TABLE 2. Discovered genes, their normal functions, location, polymorphism and allele that play role in arterial hypertension (HTN) in various populations.
3.3 Gene expression regulation was one of the most studied MeSH keywords in studies in which the role of genetic factors in AH has studied
Table 3 summarizes the epigenetic mechanisms that play a role in the development or worsening of arterial hypertension. It includes the gene name, the affecting mechanism(s) on the gene, and the result of the affecting mechanism(s) on the gene, along with the corresponding reference. The table shows that hyper methylation of the CBS promoter gene increases the risk of hypertension and stroke. Hyper-methylation of BMPR2 increases the risk of pulmonary arterial hypertension (PAH), while acetylation of H3K27 also increases the risk of PAH. Additionally, hypo methylation of SOCS3 promoter increases the risk of PAH. Other epigenetic factors and their functions in AH are displayed in Table 3.

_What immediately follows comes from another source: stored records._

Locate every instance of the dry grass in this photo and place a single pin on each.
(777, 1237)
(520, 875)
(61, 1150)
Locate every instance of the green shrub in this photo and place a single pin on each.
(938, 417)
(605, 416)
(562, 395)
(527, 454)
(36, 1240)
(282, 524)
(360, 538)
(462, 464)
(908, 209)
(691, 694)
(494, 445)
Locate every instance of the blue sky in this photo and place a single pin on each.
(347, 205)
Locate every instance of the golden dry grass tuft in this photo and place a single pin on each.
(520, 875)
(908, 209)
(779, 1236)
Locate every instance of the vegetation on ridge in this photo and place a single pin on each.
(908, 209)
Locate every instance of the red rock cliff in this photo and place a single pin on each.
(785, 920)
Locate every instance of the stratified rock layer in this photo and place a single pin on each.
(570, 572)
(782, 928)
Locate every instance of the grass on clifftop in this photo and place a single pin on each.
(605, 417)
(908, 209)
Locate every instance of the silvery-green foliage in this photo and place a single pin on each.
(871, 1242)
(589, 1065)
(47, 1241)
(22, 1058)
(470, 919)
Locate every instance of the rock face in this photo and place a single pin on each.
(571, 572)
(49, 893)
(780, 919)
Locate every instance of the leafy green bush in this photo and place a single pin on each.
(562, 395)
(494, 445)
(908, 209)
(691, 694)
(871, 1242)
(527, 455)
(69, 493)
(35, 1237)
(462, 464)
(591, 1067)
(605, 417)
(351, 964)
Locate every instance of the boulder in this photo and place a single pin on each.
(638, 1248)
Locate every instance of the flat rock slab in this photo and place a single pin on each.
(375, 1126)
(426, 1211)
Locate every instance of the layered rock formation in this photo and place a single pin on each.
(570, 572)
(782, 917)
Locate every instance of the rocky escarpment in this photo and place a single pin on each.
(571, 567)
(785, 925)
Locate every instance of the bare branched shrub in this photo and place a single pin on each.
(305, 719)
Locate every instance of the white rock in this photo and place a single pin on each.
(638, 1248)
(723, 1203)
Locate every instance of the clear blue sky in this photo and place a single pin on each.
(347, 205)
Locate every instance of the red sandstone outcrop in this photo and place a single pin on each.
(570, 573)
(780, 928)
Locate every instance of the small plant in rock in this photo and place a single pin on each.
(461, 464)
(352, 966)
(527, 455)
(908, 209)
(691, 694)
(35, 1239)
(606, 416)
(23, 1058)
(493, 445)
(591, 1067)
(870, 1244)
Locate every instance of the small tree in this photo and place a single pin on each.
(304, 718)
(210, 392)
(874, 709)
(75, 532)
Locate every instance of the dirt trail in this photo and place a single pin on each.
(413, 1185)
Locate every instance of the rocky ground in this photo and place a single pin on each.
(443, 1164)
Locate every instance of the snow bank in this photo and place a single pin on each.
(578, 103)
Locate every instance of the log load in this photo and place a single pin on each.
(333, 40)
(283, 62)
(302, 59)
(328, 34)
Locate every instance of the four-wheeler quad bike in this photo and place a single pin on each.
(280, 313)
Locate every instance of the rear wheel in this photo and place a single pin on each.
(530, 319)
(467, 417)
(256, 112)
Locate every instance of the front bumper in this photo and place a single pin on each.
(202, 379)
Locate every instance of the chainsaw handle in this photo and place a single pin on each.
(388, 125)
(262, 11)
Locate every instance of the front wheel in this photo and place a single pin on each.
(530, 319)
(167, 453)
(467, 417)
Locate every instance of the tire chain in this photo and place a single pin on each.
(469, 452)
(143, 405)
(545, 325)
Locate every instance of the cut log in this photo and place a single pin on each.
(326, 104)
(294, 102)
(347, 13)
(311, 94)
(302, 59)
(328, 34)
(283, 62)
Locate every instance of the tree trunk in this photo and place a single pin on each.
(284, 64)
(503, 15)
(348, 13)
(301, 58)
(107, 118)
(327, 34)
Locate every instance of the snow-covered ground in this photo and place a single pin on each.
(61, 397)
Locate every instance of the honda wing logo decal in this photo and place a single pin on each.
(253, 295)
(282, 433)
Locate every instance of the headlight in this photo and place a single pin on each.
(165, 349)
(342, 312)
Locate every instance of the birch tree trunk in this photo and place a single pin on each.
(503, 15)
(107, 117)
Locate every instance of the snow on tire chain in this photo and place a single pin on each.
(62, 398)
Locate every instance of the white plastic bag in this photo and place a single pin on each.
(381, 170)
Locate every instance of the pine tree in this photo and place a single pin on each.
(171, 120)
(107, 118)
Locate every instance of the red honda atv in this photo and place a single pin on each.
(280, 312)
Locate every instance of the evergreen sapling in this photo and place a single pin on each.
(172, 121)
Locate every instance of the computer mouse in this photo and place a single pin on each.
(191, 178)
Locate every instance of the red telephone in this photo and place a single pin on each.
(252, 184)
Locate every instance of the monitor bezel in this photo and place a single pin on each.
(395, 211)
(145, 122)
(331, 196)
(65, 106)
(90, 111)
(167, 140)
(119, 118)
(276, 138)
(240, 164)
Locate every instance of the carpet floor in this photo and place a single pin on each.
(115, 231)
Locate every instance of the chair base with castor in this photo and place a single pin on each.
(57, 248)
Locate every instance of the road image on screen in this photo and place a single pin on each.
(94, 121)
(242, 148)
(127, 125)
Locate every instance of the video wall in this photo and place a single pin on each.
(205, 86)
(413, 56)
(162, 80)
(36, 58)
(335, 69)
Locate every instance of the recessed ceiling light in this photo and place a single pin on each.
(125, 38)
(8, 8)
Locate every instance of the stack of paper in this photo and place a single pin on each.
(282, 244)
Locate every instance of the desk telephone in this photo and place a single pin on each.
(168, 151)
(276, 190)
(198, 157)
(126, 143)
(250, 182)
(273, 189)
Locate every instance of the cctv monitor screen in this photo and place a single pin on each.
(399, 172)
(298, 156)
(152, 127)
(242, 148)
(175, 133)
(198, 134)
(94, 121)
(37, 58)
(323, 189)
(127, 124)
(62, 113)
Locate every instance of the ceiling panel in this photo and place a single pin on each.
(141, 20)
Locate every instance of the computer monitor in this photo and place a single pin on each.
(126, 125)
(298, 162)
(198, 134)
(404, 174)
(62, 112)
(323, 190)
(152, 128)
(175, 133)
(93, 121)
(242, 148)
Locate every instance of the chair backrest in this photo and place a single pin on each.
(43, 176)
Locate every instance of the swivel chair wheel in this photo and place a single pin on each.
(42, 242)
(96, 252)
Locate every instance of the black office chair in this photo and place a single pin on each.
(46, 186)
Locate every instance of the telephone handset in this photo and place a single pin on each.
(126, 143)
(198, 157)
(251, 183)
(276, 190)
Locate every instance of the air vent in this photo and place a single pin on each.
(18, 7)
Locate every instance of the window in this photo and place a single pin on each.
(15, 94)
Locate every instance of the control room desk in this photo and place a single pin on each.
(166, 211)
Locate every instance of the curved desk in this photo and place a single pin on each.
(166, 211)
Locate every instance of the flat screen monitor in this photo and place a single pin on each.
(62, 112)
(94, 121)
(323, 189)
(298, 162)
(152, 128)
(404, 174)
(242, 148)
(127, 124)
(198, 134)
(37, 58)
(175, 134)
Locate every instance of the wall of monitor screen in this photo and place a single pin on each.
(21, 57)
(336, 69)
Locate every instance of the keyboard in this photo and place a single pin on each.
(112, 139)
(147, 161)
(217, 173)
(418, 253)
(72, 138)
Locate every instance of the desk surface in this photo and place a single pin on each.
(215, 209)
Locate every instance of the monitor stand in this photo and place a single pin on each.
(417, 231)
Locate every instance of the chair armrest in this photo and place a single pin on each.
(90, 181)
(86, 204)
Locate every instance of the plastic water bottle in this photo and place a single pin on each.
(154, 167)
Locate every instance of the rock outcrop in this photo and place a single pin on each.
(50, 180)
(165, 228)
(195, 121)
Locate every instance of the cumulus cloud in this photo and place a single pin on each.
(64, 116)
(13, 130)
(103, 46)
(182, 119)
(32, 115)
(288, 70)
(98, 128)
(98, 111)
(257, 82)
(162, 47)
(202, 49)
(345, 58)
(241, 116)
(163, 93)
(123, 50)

TABLE 3. The epigenetic mechanisms that plays role in creating or deterioration of arterial hypertension (HTN) and pulmonary arterial hypertension (PAH).
3.4 MicroRNAs was one of the most studied MeSH keywords in studies in which the role of genetic factors in AH has studied
Table 4 contains different types of microRNAs that involve in AH and also their mechanism in mentioned disease. Table 4 presents various microRNAs that have been studied in the context of arterial hypertension (AH) from 2018 to 2023. These microRNAs have different roles in AH and their mechanisms are also mentioned in the table. miR-140-5p suppresses the proliferation, migration, and phenotypic variation of PASMCs. miR-204 suppresses Tgfbr2 while miR-206 downregulates Kv1.5. miR-328-3p suppresses cell viability, migration, and the levels of VEGF, FGF-2 and HIF-1α in hypoxia-induced PASMCs. Other microRNAs have either amelioration or amplification roles in AH with different mechanisms of action. ND refers to “not determined”. The references for the studies are also mentioned in the table.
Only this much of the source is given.